Sempre dissemos que o problema do mercado em relação ao Lula não era ele em si nem tampouco o PT, que por sinal tem governado estados e municípios brasileiros com seriedade administrativa. O problema é que o mercado está com uma dificuldade séria em entender o que vem pela frente num governo Lula, se deve comprar ou vender. E quando o mercado exibe um nível de incerteza tão elevado quanto o atual, o resultado é a volatilidade.

Um pouco provável governo Serra teria de lidar com as mesmas questões que Lula. A grande diferença é que ele contaria com uma maior simpatia do mercado."

David Beers, diretor-geral de ratings de crédito soberano da Standard&Poors - "Nosso sentimento em relação à economia mundial é pessimista e deriva de três fatores: os riscos de uma guerra no Iraque, a deterioração da dinâmica da dívida brasileira e a crise financeira no Japão, resultante da repugnante situação de seu sistema bancário.

Acredito que o próximo governo brasileiro terá uma pequena janela de oportunidade -- coisa de semanas ou meses -- para quebrar a espiral negativa que tem pressionado sua moeda e tornado a administração de sua dívida tão problemática. O sucesso do novo governo, seja ele qual for, será nomear uma equipe econômica capaz de conduzir políticas econômicas consistentes. Nosso último rating da dívida brasileira é B+ com outlook negativo, dada em julho.

A tarefa de reverter o pessimismo e o alto nível de ceticismo dos mercados em relação ao Brasil não é uma tarefa impossível, mas irá requerer um esforço extraordinário em termos de capacidade técnica e vontade política do novo governo em implementar uma política macro-econômica sólida."

John Williamson, economista britânico do Instituto de Economia Internacional, ex-funcionário do Banco Mundial e ex-professor da PUC Rio, criador do termo "consenso de Washington" - "Acredito que seria um errro o Lula achar que ele precisa acalmar os mercados. Ele precisa demonstrar que pode governar efetivamente e conseguir o apoio para um programa que tirará o Brasil da atual crise sem a necessidade de uma reestruturação de sua dívida.

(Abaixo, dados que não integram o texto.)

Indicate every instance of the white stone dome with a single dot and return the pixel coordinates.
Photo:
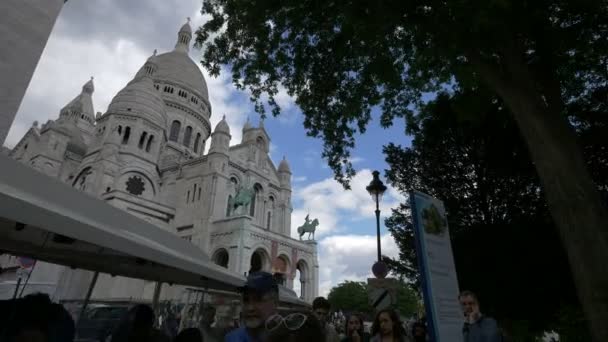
(140, 98)
(284, 166)
(177, 67)
(222, 126)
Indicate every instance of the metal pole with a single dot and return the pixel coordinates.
(29, 274)
(88, 296)
(378, 226)
(17, 288)
(156, 295)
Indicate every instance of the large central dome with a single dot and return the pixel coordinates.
(177, 67)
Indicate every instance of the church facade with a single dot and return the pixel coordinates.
(146, 155)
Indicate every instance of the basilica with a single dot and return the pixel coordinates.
(148, 155)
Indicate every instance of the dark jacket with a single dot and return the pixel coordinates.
(484, 330)
(365, 337)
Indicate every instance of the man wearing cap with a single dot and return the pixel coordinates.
(260, 299)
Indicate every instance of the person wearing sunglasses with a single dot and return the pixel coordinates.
(294, 327)
(477, 327)
(260, 298)
(355, 331)
(387, 328)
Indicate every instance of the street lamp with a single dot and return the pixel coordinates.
(376, 189)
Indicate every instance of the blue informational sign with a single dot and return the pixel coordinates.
(437, 270)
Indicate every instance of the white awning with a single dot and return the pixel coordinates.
(36, 211)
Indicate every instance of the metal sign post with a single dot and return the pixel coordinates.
(382, 293)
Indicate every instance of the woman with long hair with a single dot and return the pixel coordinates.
(387, 328)
(354, 329)
(138, 326)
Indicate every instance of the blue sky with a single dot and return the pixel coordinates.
(111, 41)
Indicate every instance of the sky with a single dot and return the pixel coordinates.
(111, 40)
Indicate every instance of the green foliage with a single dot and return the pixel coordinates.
(505, 245)
(349, 296)
(341, 59)
(352, 296)
(544, 60)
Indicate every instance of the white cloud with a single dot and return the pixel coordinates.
(334, 207)
(350, 257)
(356, 160)
(299, 179)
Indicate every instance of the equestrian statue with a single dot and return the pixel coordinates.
(242, 198)
(308, 227)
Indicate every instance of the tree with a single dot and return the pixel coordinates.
(505, 245)
(351, 296)
(342, 59)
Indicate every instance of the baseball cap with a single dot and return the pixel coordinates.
(260, 282)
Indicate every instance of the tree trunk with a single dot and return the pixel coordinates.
(573, 199)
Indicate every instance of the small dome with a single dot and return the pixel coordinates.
(178, 68)
(284, 166)
(222, 126)
(76, 143)
(247, 125)
(141, 99)
(186, 27)
(88, 87)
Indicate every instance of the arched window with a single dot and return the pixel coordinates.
(187, 136)
(142, 140)
(221, 257)
(196, 142)
(149, 145)
(257, 189)
(301, 275)
(228, 208)
(175, 127)
(125, 138)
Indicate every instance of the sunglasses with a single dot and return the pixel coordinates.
(292, 321)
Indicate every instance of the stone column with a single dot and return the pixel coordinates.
(25, 26)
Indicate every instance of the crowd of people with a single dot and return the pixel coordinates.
(35, 318)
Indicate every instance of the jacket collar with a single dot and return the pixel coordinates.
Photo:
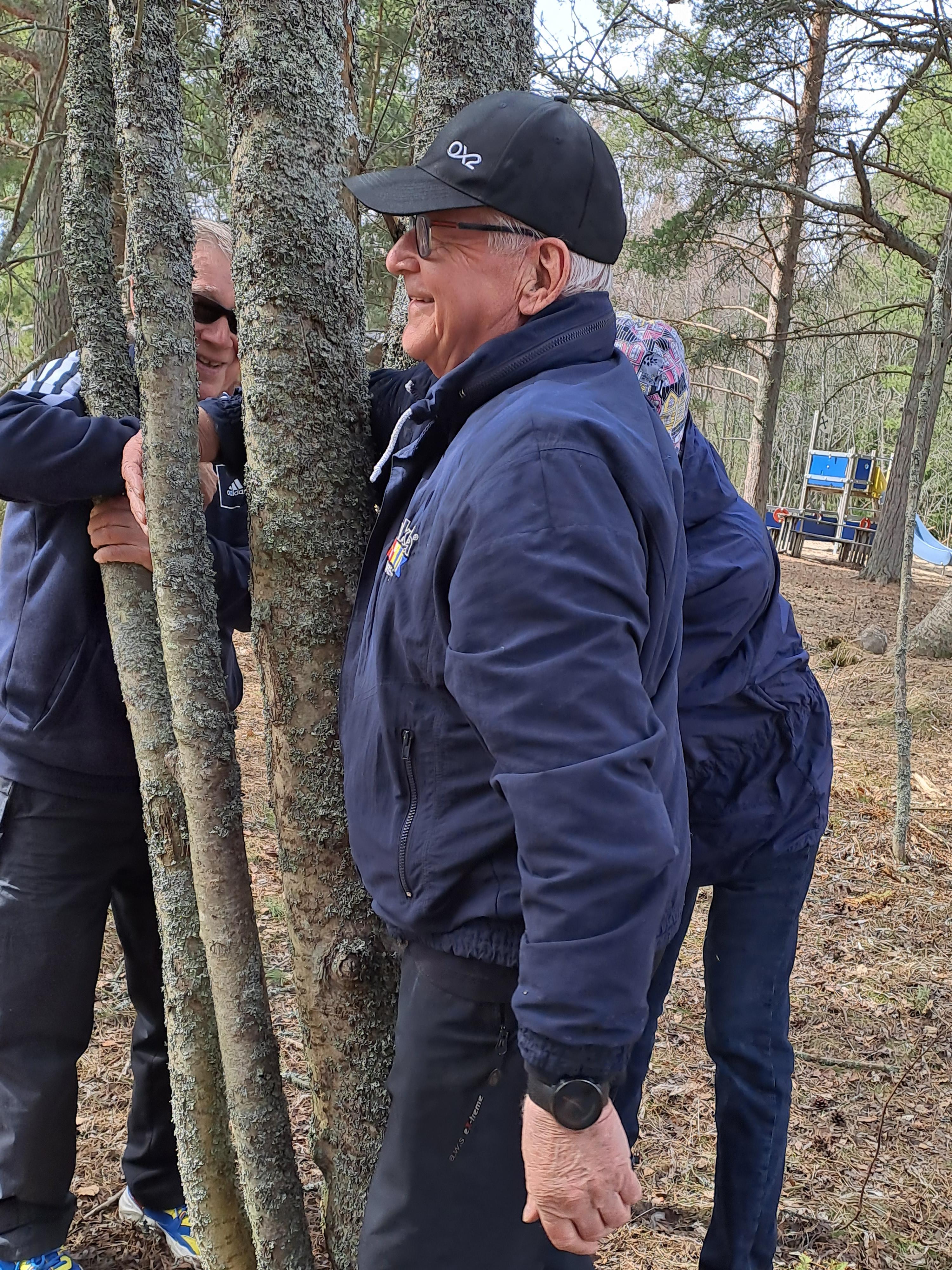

Isso requer uma equipe econômica sólida, uma aprovação rápida da reforma fiscal necessária para racionalizar o sistema de arrecadação de impostos e manter o superávit primário de 3,75% do PIB, além de uma aprovação igualmente rápida da reforma previdenciária, de modo que a sua promessa de aumentar o salário mínimo seja desvinculada de aumentos das aposentadorias dos abonados. Lula precisa ainda acomodar as expectativas da ala esquerdista do PT dentro de um programa que não poderá atender suas esperanças no curto prazo."